Q3 2018 earnings have confirmed investors' worst fears for the world’s largest chip makers: the demand slowdown is more widespread and enduring than what was earlier communicated by industry executives. The most recent quarterly reports from some of the sector's highest flyers show that producers are facing cyclical headwinds which will continue to pressure their share valuations.
The biggest sign of this pronounced slowdown came from Texas Instruments (NASDAQ:TXN), which has the largest number of customers and the broadest product range in the chip industry. The Dallas-based company warned that demand is slowing across many of its markets, predicting its biggest sequential decline in revenue since 2012.
Advanced Micro Devices (NASDAQ:AMD) and Nvidia (NASDAQ:NVDA), the biggest maker of chips for computer graphics cards, followed with their own disappointing sales forecasts.
After the cryptocurrency market crash, which, until early this year fueled demand for chip makers' product, some top producers are predicting a bleaker future. This comes at a time when rising interest rates and the escalating trade war between the world’s largest economies—China and the US—are adding to uncertainty and cost pressures.
Indeed, China buys more computer chips than any other country, consuming about $140 billion, or 38%, of the world's semiconductors, according to research firm IC Insights.
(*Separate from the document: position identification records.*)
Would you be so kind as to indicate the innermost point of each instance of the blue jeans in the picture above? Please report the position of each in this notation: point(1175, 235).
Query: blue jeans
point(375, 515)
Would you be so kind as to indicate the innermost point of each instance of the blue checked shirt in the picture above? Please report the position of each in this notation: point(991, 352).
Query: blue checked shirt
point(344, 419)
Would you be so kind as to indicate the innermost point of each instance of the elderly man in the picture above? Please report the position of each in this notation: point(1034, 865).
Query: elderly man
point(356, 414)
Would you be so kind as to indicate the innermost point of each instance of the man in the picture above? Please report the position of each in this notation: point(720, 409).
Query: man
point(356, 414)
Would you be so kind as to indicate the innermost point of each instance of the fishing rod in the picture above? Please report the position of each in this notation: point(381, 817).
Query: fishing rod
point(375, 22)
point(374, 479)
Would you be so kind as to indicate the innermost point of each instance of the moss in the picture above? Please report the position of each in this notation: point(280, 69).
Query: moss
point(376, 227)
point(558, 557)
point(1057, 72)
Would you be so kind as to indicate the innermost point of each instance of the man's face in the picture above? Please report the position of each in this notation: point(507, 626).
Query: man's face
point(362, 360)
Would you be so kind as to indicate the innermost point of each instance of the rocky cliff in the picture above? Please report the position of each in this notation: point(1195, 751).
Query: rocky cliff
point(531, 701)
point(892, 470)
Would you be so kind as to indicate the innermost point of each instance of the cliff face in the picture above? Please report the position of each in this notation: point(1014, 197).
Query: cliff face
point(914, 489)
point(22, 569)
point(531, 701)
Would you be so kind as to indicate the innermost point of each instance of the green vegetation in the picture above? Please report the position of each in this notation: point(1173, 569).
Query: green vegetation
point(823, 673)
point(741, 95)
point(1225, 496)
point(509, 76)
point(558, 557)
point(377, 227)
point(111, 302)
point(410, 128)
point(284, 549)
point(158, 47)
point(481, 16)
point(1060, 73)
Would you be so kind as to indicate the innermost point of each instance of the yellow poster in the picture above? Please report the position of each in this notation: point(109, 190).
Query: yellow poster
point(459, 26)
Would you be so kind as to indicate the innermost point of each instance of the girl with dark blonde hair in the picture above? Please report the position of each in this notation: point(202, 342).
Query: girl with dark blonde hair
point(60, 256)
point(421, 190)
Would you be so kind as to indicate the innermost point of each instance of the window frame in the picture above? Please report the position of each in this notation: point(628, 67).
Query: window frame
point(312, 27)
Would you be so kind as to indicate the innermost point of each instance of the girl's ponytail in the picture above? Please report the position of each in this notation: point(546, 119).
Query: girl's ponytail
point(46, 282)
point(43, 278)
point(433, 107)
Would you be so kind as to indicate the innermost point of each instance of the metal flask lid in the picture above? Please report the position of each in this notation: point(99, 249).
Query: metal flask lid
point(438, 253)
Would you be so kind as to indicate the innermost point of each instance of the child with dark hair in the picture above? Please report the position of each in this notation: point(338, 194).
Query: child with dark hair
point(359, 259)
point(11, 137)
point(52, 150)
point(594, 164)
The US, on the other hand, is home to the largest chip makers, which leaves the industry exposed to tariffs and other trade barriers.
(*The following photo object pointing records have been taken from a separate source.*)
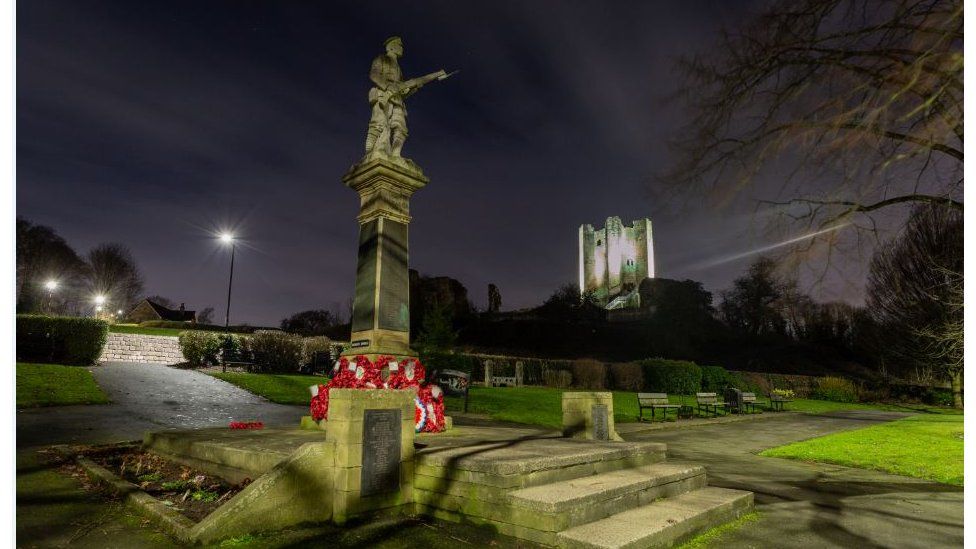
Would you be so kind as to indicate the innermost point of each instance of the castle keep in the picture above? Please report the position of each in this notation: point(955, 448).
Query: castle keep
point(614, 260)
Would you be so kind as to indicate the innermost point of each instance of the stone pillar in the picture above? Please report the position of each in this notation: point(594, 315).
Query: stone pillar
point(373, 431)
point(381, 306)
point(488, 372)
point(589, 416)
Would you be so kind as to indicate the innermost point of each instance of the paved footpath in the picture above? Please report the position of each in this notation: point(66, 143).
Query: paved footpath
point(149, 397)
point(817, 505)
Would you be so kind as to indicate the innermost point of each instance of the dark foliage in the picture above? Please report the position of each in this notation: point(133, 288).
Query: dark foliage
point(60, 340)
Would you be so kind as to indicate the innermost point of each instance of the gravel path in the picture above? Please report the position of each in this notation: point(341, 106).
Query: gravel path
point(149, 397)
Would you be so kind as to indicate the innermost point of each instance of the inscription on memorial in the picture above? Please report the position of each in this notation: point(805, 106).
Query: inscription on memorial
point(381, 452)
point(601, 424)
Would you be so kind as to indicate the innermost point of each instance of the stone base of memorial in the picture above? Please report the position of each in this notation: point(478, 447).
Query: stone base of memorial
point(373, 432)
point(589, 416)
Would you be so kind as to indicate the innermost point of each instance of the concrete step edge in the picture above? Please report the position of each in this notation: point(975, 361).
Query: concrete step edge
point(662, 523)
point(564, 495)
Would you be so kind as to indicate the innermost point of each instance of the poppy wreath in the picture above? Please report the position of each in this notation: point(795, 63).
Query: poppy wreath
point(429, 402)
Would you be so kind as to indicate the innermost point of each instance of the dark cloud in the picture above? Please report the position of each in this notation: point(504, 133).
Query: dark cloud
point(155, 123)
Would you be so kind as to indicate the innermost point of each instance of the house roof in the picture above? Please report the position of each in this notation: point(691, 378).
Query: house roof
point(166, 313)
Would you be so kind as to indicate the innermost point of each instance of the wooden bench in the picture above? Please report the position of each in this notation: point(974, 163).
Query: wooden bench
point(749, 403)
point(710, 402)
point(655, 401)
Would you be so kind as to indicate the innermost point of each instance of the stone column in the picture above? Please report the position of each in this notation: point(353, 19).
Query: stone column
point(381, 306)
point(589, 416)
point(373, 432)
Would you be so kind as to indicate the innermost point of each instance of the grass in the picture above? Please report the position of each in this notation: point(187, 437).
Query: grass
point(929, 447)
point(713, 537)
point(133, 329)
point(56, 385)
point(280, 388)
Chip Stocks Bloodbath to Continue
The worsening macro environment, cyclical downturn, and gloomy earnings season have all precipitated in pummeling semiconductor shares. Plus, there's no sign the bottom has been reached as yet.
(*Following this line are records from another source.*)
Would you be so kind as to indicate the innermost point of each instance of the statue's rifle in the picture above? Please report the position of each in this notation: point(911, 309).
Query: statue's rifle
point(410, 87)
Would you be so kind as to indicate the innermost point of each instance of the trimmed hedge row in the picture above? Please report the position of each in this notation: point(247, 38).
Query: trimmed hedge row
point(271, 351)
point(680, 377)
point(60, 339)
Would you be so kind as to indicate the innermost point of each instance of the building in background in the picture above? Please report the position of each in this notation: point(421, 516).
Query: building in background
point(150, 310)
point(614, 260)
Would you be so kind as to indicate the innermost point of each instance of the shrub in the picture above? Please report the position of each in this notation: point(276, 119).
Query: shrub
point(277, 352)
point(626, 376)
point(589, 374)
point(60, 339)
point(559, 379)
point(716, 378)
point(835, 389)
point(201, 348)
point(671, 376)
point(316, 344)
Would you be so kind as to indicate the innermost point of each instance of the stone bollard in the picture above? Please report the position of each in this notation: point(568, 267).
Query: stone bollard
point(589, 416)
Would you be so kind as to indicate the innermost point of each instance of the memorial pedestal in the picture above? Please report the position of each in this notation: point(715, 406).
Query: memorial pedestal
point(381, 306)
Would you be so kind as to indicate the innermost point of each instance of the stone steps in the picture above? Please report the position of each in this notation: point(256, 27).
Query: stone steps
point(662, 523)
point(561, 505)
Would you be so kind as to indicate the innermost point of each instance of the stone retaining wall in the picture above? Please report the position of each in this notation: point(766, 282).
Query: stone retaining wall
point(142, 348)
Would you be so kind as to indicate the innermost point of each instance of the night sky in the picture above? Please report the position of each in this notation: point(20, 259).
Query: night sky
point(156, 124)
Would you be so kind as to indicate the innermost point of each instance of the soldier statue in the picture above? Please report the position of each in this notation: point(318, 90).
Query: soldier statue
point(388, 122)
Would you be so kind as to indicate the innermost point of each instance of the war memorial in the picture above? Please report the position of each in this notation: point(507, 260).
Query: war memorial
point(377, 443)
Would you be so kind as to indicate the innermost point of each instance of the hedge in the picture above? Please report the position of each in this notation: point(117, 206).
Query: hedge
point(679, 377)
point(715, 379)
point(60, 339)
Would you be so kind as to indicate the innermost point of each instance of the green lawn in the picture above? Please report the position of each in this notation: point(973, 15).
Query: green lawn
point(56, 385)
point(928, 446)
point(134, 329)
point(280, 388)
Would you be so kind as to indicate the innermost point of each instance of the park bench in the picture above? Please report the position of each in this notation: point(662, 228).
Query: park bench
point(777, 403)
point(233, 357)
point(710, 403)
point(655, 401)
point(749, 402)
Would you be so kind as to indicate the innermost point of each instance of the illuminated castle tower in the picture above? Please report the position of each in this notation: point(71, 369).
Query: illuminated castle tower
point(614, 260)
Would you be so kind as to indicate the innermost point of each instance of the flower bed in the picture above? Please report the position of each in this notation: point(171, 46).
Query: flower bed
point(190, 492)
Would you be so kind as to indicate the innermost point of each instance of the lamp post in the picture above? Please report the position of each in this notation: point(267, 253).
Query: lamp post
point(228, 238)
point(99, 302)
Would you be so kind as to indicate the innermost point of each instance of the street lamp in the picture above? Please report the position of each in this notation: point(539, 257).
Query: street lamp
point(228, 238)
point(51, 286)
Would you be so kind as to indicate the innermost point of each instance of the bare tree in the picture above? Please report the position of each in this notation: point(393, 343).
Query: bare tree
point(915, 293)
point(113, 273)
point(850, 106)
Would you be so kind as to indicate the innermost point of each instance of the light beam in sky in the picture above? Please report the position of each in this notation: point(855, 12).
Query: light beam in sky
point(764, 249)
Hardest hit are such companies as Nvidia and Advanced Micro, which were exposed to the crypto-mania demand, a segment that dried up after digital currency valuations crashed.
Shares of Nvidia have fallen more than 36% during the past six months, while AMD has lost about half of its value since reaching its 52-week high in September. After two years of more than 30% gains, the Philadelphia Semiconductor Index, the industry benchmark, is down almost 6% for 2018.
It’s difficult to predict when this weakness will pass, but amid the gloom investors shouldn’t ignore where the underlying strength within the industry resides. In our view, the new sources of demand—such as artificial intelligence, the rise of cloud computing and the world’s obsession with video games—are unlikely to dry up anytime soon.
That said, we believe the time isn’t ripe to buy chip stocks. It’s better to stay on the sidelines until the macro environment improves and demand dynamics become more clear. Both AMD and Nvidia are particularly vulnerable to further weakness, driven by their excess inventories for gaming GPUs and collapse of crypto mining sales.
However, if you’re looking for the right moment to make a contrarian bet on the sector, we believe Intel (NASDAQ:INTC) and Texas Instruments are better positioned to weather this storm.
In the third quarter, Intel not only beat sales and earnings estimates, the company also raised its full-year guidance. Intel is planning to spend around $1.5 billion more on capex this year than it originally expected. The company's forward price-to-earnings multiple of 10.5 also makes it one of the cheapest picks in the sector. The stock closed yesterday at $48.
Texas Instruments’ strength comes from its diverse line of products. Its chips perform the fundamental task of translating real-world inputs, such as sounds and touch, into electronic signals. This makes the company less vulnerable to sudden demand swings or competitive pressure. In 2017, 54% of TI’s revenue came from automotive and industrial applications.
Bottom Line
The chip stock sell-off is likely to continue until there's some improvement in the overall macro environment, especially in US-China trade relations. Both Intel and Texas Instruments are selling below the highs made earlier this year. In early 2018 TI hit a high of $119; the stock closed yesterday at $94.62, putting it 20% below where it started the year. Intel hit $57.60 in May, but, as of last night's close is now down almost 17% from that level.
Both stocks attractive picks based on the current dip or any further weakness due to their compelling valuations and superior market positioning.